У него щекастая ряшка, глаза навыкате, редеющие волосы мышиного цвета, и мне тошно смотреть, как он промаргивается, и щурится, и пытается прикрыть глаза от яростного солнца, ослепляющего по сравнению с тусклым миром, видимым сквозь бронестеклянное забрало.
Такое банальное лицо. Просто позор.
Не отвести глаз.
Унизительный восторг держит меня в тисках. Все равно что впервые увидеть отца голым —
Словно патриарх бросил «Сезам!» — и на месте Супермена очутился бухгалтер средних лет.
Весь батальон следует его примеру — и теперь, когда шлемы сняты и они стоят перед нами, открыв лица, они уже не социальные полицейские. Просто толпа людей в доспехах и с автоматами.
Так что патриарх заводит начало «Царя царей», и солдаты вступают хором, а бригадир на кафедре решает прилечь и подремать немного. И социки на площади зевают, откладывают автоматы, сворачиваются клубочками на брусчатке и засыпают.
Происходит это потому, что адепты Тавматургического корпуса при всем своем мастерстве не могут видеть Оболочки Тоа-Сителла. Не могут, потому что двое перворожденных магов — имеющих фору в несколько столетий опыта на пару — построили фантазм, представляющий Оболочку патриарха абсолютно, стопроцентно нормальной. На самом деле это не так.
Энергию фантазму дает крошечный кусочек грифоньего камня: этот способ применила когда-то Кайрендал, чтобы завлечь подданных Канта на стадион Победы. Это значит, что фантазм не только не тревожит потоков Силы, но и сохранится, если адептам придет в голову накрыть патриарха серебряной сеткой или обследовать при помощи собственных грифоньих камней в магоустойчивой комнате — мы предполагали, что ребята из корпуса, по натуре своей подозрительные и неприятные, могут на это пойти, — потому что упомянутый камень скрыт на теле патриарха.
Относительно того, куда спрятать камень, разгорелась некоторая дискуссия. Мое предложение отвергли на том основании, что патриарха может пробрать понос и тогда весь план провалится.
Поэтому Тоа-Сителл его проглотил.
Проглотил, потому что тот же камень дает силу еще одной разновидности чар, заставляющей патриарха, грубо говоря, делать все что угодно — даже глотать грифоньи камни, даже принять Народ в качестве полноправных подданных Анханы, даже заставить батальон социальных полицейских снять магозащитные шлемы, чтобы сотня с гаком перворожденных могла вставить им дозу магического барбитурата — для того, чтобы ублажить своего нового лучшего друга.
Покуда вся армия Анханы тупо взирает на храпящих социков, Тоа-Сителл улыбается нам и незаметно машет Райте рукой.
Я толкаю соседа.
— Поздравляю, малыш. Ты только что захватил Империю.
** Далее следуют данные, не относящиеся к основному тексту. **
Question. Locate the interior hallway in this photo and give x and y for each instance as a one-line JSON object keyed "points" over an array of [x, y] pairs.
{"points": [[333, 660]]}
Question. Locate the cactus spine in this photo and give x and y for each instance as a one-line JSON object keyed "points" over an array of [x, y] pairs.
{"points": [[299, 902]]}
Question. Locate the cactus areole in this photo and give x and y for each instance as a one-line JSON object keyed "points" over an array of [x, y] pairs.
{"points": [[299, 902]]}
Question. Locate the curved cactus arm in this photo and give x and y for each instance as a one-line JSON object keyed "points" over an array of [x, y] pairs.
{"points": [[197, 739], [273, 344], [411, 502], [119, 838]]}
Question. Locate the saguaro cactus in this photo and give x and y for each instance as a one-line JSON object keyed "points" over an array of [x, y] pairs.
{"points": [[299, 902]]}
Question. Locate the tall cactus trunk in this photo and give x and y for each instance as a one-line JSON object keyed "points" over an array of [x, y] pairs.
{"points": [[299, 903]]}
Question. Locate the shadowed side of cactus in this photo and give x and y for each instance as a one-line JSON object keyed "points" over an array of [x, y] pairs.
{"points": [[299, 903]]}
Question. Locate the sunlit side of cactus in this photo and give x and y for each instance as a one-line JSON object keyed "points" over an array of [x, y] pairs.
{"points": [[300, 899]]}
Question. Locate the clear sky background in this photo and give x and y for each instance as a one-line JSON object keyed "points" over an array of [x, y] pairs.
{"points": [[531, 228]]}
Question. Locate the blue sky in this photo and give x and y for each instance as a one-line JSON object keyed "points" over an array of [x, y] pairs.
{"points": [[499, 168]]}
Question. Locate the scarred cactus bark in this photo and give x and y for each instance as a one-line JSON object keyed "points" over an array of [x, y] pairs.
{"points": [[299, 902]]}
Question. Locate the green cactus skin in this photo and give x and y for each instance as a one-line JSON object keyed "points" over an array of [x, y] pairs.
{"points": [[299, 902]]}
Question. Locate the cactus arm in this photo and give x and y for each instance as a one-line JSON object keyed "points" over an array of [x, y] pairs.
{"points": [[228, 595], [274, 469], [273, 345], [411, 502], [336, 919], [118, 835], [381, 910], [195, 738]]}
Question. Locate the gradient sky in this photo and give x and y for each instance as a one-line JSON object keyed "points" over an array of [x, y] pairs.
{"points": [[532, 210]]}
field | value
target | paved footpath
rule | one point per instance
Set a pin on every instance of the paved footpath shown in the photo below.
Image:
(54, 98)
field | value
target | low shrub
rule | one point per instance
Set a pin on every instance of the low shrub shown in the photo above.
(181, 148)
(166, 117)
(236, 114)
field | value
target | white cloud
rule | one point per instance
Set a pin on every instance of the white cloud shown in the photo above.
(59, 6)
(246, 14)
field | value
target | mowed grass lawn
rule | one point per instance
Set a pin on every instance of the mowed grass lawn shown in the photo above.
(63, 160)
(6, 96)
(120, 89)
— Я ничего не захватил, — произносит Райте. — Мы ничего не добились.
Голос его звучит обреченно и бесстрастно, так, что вопли патриарха — «Связать предателей-актири! Разоружить! По рукам и ногам!» — тонут в белом шуме; потрясенные имперские солдаты вяло повинуются новым приказам, а я слушаю, как гулким эхом раскатывается голос Райте у меня в черепе.
— Я бы не сказал, что ничего, малыш, мы взяли город… — Натужный оптимизм в моем голосе забивает глотку, и слова утекают в тишину.
— Ты думал, он не узнает? — спрашивает Райте. — Думал, мы в силах застать его врасплох?
— Мне это удалось.
— Нет, — говорит Райте.
На восходе рокочет гром и надвигается, переходя в звонкий гул.
— Он более не тот, кого ты победил, — молвит Райте, и голос его звучит в унисон нарастающему вою, от которого у меня сворачивается кровь в жилах. Мне знаком этот звук, и я никогда не думал, что он может расколоть воздух над Анханой.
Турболеты.
— Он более не человек.
Он поднимает глаза к солнцу, и я следую его примеру, и вой турболетов превращается в чудовищный рев.
Солнце плачет смертоносными титановыми слезами.
Глава двадцать четвертая
1
Делианн восседал на Эбеновом троне, держа на коленях холодный, покрытый засохшей кровью Косалл, и Палата правосудия звенела его болью.
Боль холодно искрилась в ослепительных лучах рассветного солнца, огненными копьями пробивших фонарь в потолке; и черное масло, что сочилось из гнойника на бедре, до кости прожигая плоть, шипело от боли. Гранитные черты Ма’элКотова идолища оцепенели в своем страдании, и песок на арене внизу жалил, словно его втирали в открытую рану. Самый воздух огрызался, и впивался, и глодал плоть, и каждый вздох был полон белым огнем.